Electric Literature of 98-61-3, As we all know, there are many different methods for the synthesis of a compound, and people can choose the synthesis method that suits their own laboratory according to the actual situation. 98-61-3 name is 4-Iodobenzenesulfonyl chloride, This compound is widely used in many fields, so it is necessary to find a new synthetic route. The downstream synthesis method of this compound is introduced below.

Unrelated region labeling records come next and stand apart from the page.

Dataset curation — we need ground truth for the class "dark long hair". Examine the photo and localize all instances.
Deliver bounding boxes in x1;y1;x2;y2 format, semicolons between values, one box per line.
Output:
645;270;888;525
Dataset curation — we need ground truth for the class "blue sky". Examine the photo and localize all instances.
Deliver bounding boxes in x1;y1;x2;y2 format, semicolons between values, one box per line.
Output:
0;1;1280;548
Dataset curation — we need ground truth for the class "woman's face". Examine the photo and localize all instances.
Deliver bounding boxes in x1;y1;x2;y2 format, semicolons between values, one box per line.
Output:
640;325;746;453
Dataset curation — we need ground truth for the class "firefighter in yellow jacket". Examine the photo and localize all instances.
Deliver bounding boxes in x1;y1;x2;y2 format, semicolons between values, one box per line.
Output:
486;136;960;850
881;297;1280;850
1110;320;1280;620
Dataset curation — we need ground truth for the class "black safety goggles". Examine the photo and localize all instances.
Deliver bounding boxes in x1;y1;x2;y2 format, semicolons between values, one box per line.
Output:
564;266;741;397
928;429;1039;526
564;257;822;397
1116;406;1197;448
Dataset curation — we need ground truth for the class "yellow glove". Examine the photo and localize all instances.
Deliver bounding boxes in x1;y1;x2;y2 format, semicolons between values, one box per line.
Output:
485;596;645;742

General procedure: To a 25-mL oven-dried Schlenk tube, arenesulfonyl chloride (1.5-2 mmol), furan derivative (1 mmol), Li2CO3 (0.222 g, 3 mmol), 1,4-dioxane (2 mL) and PdCl2(MeCN)2 (12.9 mg, 0.05 mmol) were added successively. The mixture was evacuated by vacuum-argon cycles (5 ×) and stirred at 140 C (oil bath temperature) for 20-72 h (see tables and schemes). After cooling the reaction at r.t. and concentration, the crude mixture was purified by column chromatography (silica gel) to afford the C5-arylated furans.

At the same time, in my other blogs, there are other synthetic methods of this type of compound, 4-Iodobenzenesulfonyl chloride, and friends who are interested can also refer to it.

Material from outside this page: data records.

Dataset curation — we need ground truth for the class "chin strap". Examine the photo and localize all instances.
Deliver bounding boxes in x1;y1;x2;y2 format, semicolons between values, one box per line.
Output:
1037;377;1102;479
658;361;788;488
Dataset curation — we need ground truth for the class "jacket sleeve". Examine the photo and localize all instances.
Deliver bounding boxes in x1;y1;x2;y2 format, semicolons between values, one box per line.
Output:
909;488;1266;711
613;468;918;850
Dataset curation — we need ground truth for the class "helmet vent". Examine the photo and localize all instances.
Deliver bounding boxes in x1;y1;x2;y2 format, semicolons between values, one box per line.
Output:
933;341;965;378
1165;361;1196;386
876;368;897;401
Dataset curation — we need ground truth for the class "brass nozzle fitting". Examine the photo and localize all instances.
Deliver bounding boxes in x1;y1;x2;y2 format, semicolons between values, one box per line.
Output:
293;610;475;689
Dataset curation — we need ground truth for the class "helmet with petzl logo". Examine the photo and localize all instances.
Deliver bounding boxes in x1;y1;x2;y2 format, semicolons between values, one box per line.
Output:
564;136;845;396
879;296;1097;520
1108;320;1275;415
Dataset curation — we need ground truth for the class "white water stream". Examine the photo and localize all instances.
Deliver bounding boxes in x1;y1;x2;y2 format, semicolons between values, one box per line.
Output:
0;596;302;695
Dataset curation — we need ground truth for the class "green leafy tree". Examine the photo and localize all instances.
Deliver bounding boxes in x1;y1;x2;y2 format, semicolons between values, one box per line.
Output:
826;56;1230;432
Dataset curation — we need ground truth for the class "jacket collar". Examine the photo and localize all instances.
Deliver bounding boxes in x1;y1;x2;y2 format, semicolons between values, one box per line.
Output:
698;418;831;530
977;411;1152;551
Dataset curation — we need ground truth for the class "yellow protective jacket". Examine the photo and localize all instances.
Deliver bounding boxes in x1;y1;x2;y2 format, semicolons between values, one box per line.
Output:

Application of 77317-55-6, Each compound has different characteristics, and only by selecting the characteristics of the compound suitable for a specific situation can the compound be applied on a large scale. 77317-55-6, name is Methyl 2-amino-5-iodobenzoate, This compound has unique chemical properties. The synthetic route is as follows.

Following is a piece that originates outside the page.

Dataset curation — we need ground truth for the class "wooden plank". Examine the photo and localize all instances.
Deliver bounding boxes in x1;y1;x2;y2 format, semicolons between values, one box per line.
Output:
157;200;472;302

b) (2-Amino-5-iodo-phenyl)-methanol; Intermediate 17a (14.00 g) was dissolved in dry THF (50 ml_) and 1M diisobutylaluminium hydride in THF (165 ml_) was added dropwise to this solution at -30C. The solution was then stirred at -150C for 1 h. To this mixture MeOH (50 mL) was added portionwise maintaining the temperature of the solution below -5C. The resulting mixture was then at -15C for 18 h. The formed solid was filtered off and washed with MeOH. The organic phase was dried and the solvent was evaporated in vacuo. The residue was purified by flash chromatography (silica gel, 1-5% methanol in dichloromethane) to give the title compound (9.70 g); ESMS m/z 249.9 [M+H]+.

The chemical industry reduces the impact on the environment during synthesis Methyl 2-amino-5-iodobenzoate. I believe this compound will play a more active role in future production and life.